While most of us have London as our final destination, one passenger in her early twenties says she will be changing in the capital to go all the way to Plymouth. Another, who is on an Erasmus placement at a Paris university, is visiting her brother for the week in Liverpool. There are couples of varying ages and two families with teenage children onboard – it is far from being a route used only by students and backpackers.

Our bus is modern and the seats are relatively comfortable – reclining ever so slightly, for those who choose to sleep (everyone, except the driver). Leg room was adequate, and luggage space plentiful – although there seemed to be a lot of litter hanging around from a previous trip. The toilets were clean and the wi-fi internet access not bad at all.

Most of the passengers nodded off quickly, not noticing that the first hour of the journey was spent getting lost.We took the A14 motorway out towards Normandy, only to find it closed, prompting the driver to stop briefly in an industrial estate to reset his sat nav, drive back to Paris and try another route.

We make it to Boulogne in just enough time to avoid a compulsory 45-minute rest break that drivers must take after four-and-a-half hours on the road. It is possible to join the bus here if that is more convenient than Paris, and you do not mind waiting at a bus stop in the town centre in the middle of the night.

Our replacement driver takes us to Calais, where everyone is woken up at 3.45 French time for UK border agency checks. This took an hour – the passenger manifest that someone spent all that time compiling in the coach park back in Paris had gone missing and one man had to alight because of immigration complications.

Another fellow passenger is anxious. He has a job interview in London at 9.45. If we arrive on time, he has an hour and a half to freshen up and prepare, but that is looking unlikely.
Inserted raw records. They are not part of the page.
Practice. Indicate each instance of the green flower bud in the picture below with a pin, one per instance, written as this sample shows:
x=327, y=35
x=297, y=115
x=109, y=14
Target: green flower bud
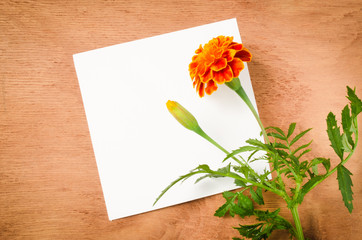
x=183, y=116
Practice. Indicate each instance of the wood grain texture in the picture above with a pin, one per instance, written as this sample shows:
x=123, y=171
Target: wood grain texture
x=305, y=53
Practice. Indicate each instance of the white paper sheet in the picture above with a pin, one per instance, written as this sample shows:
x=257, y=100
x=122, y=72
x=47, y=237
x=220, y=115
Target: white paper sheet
x=139, y=147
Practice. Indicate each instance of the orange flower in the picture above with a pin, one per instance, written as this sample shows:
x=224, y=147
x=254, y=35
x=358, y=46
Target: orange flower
x=219, y=61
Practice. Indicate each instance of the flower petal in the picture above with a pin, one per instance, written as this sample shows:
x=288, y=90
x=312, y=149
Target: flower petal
x=236, y=65
x=244, y=55
x=200, y=89
x=225, y=75
x=207, y=76
x=211, y=87
x=236, y=46
x=219, y=64
x=229, y=54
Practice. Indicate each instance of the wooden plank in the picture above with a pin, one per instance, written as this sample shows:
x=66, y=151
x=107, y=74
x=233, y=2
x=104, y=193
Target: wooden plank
x=305, y=53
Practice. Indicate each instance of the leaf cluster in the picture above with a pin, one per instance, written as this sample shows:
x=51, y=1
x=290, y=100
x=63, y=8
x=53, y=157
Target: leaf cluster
x=288, y=159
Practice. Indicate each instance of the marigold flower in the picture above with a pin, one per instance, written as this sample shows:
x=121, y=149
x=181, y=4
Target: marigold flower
x=219, y=61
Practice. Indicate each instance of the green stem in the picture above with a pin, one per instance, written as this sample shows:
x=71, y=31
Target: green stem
x=298, y=225
x=236, y=86
x=205, y=136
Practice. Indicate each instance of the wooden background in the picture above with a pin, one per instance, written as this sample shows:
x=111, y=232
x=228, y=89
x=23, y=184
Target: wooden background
x=305, y=53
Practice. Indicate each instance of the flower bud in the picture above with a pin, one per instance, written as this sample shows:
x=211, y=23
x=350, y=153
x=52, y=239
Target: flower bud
x=183, y=116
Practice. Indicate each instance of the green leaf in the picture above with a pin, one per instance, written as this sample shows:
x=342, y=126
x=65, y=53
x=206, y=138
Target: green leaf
x=183, y=177
x=257, y=143
x=243, y=207
x=239, y=183
x=276, y=129
x=347, y=125
x=346, y=145
x=279, y=145
x=325, y=162
x=334, y=135
x=291, y=129
x=301, y=147
x=230, y=198
x=345, y=185
x=270, y=221
x=257, y=195
x=356, y=103
x=241, y=150
x=304, y=152
x=276, y=135
x=299, y=136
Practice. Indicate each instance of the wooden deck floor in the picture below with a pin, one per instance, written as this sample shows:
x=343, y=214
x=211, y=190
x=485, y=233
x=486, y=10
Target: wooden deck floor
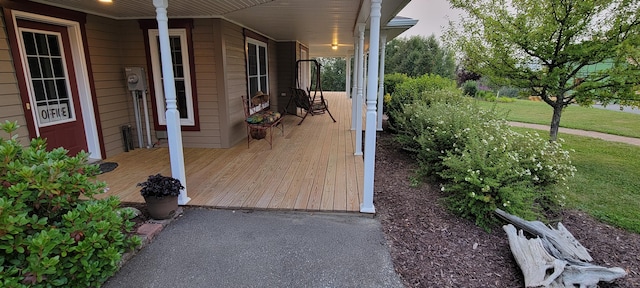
x=312, y=167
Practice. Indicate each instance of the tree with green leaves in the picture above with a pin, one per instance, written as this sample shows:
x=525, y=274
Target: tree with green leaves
x=563, y=51
x=417, y=56
x=332, y=74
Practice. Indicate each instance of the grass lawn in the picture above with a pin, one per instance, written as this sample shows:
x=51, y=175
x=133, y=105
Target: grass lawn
x=574, y=116
x=607, y=183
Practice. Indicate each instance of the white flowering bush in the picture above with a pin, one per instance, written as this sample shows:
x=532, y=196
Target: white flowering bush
x=434, y=130
x=425, y=89
x=501, y=168
x=481, y=163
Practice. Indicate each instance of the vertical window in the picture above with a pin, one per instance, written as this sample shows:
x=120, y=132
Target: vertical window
x=257, y=69
x=181, y=73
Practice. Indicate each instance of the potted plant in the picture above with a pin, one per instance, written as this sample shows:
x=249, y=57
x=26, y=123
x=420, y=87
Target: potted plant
x=161, y=195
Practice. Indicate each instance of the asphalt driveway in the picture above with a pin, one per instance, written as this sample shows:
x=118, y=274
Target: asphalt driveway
x=224, y=248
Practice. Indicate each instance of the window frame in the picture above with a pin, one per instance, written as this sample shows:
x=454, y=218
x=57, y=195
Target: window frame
x=258, y=43
x=156, y=87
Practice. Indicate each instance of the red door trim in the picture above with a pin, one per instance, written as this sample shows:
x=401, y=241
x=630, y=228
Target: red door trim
x=56, y=12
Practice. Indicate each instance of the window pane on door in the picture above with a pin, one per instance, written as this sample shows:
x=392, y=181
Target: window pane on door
x=48, y=78
x=263, y=61
x=253, y=60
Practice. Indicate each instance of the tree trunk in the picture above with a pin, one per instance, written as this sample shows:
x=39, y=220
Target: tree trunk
x=555, y=120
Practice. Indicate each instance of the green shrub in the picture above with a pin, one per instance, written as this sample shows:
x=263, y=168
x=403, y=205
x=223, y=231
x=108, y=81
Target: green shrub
x=420, y=88
x=510, y=92
x=505, y=100
x=470, y=88
x=486, y=95
x=48, y=236
x=391, y=81
x=481, y=163
x=436, y=124
x=500, y=168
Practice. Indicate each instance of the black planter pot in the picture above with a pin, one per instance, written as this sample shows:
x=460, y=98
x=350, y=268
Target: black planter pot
x=162, y=208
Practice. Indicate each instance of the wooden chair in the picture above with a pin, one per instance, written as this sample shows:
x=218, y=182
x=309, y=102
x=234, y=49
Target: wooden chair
x=259, y=118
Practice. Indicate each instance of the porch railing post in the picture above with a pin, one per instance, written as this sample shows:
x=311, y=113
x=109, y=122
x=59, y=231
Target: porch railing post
x=174, y=133
x=370, y=137
x=358, y=98
x=347, y=81
x=383, y=42
x=354, y=91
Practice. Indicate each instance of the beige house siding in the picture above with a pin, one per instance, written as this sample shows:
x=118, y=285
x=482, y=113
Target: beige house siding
x=10, y=102
x=105, y=37
x=233, y=84
x=286, y=59
x=274, y=90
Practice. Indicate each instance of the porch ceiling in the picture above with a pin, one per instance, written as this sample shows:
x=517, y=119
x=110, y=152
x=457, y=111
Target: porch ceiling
x=317, y=24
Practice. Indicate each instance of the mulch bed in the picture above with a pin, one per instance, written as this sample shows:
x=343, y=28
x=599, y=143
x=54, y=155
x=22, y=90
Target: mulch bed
x=431, y=247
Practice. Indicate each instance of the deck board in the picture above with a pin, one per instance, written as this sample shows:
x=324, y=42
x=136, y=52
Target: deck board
x=311, y=167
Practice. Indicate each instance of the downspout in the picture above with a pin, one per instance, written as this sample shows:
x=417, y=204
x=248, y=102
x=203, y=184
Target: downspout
x=174, y=134
x=383, y=42
x=354, y=90
x=347, y=81
x=358, y=99
x=370, y=138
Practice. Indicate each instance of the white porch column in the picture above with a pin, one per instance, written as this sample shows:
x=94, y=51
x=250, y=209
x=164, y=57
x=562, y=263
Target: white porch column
x=358, y=98
x=347, y=81
x=370, y=139
x=174, y=134
x=383, y=42
x=354, y=90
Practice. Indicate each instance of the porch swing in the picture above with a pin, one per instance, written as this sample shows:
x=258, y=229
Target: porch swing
x=302, y=98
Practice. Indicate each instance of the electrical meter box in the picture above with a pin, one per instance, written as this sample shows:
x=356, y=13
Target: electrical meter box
x=136, y=80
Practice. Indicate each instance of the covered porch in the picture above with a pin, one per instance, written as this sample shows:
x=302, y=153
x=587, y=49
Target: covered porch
x=311, y=168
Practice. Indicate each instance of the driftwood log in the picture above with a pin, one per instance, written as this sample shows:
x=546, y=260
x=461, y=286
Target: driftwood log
x=553, y=258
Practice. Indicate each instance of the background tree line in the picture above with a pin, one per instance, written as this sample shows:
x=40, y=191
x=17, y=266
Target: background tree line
x=414, y=56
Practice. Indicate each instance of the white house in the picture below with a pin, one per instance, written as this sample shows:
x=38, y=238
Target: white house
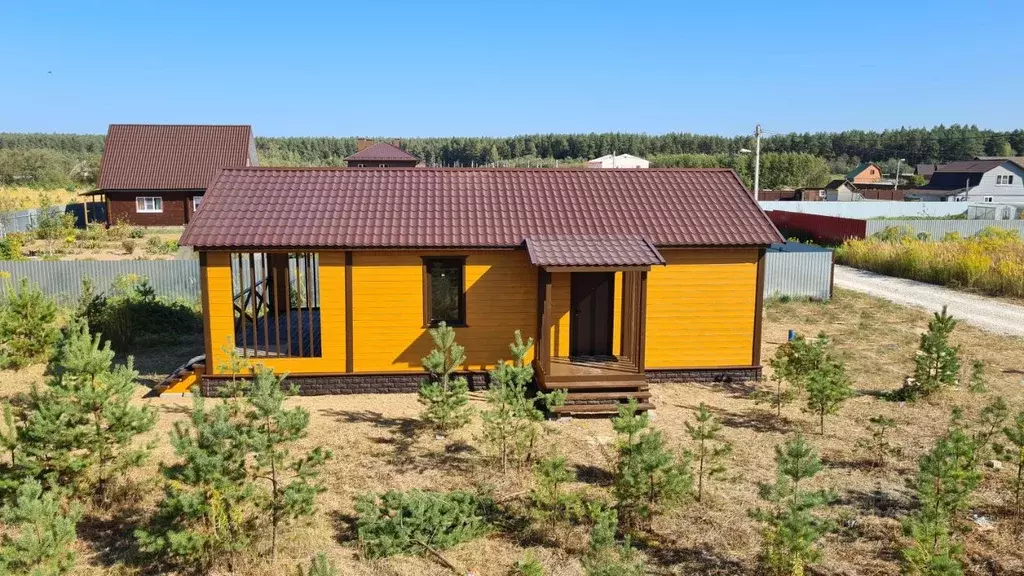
x=621, y=161
x=998, y=180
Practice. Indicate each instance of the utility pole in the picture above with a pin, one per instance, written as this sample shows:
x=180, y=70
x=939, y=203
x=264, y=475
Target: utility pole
x=757, y=161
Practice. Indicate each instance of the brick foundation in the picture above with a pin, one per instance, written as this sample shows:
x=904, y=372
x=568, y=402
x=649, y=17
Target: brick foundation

However, by 5.15 French time we were on a choppy P&O ferry setting sail for Dover. This was a welcome change – some Eurolines services take the Eurotunnel instead. On the ship, passengers can more easily stretch their legs, enjoy breakfast or catch an hour’s sleep on one of the sofas.

With stop-start rush-hour traffic on the A2, we make it to London’s Victoria coach station just 45 minutes behind schedule, at 8.15. With the ferry break in the middle, and some short bursts of sleep, the time has passed surprisingly fast and, despite a few teething problems, I would definitely consider it again.

Megabus provide onward travel to about 25 UK destinations. They also offer discount coach travel from Paris to Brussels and Amsterdam.

The company’s head of corporate communications, Steven Stewart, told Connexion: “The feedback that we’ve had from customers so far is they like how the journey is broken up into sections. We’ve been very pleased with how it’s performed so far. Over 120 journeys have sold out. It’s been a very good start.”

Asked about serving other French destinations, he said it was something that the company was “monitoring” – either UK-France links or domestic services between French towns.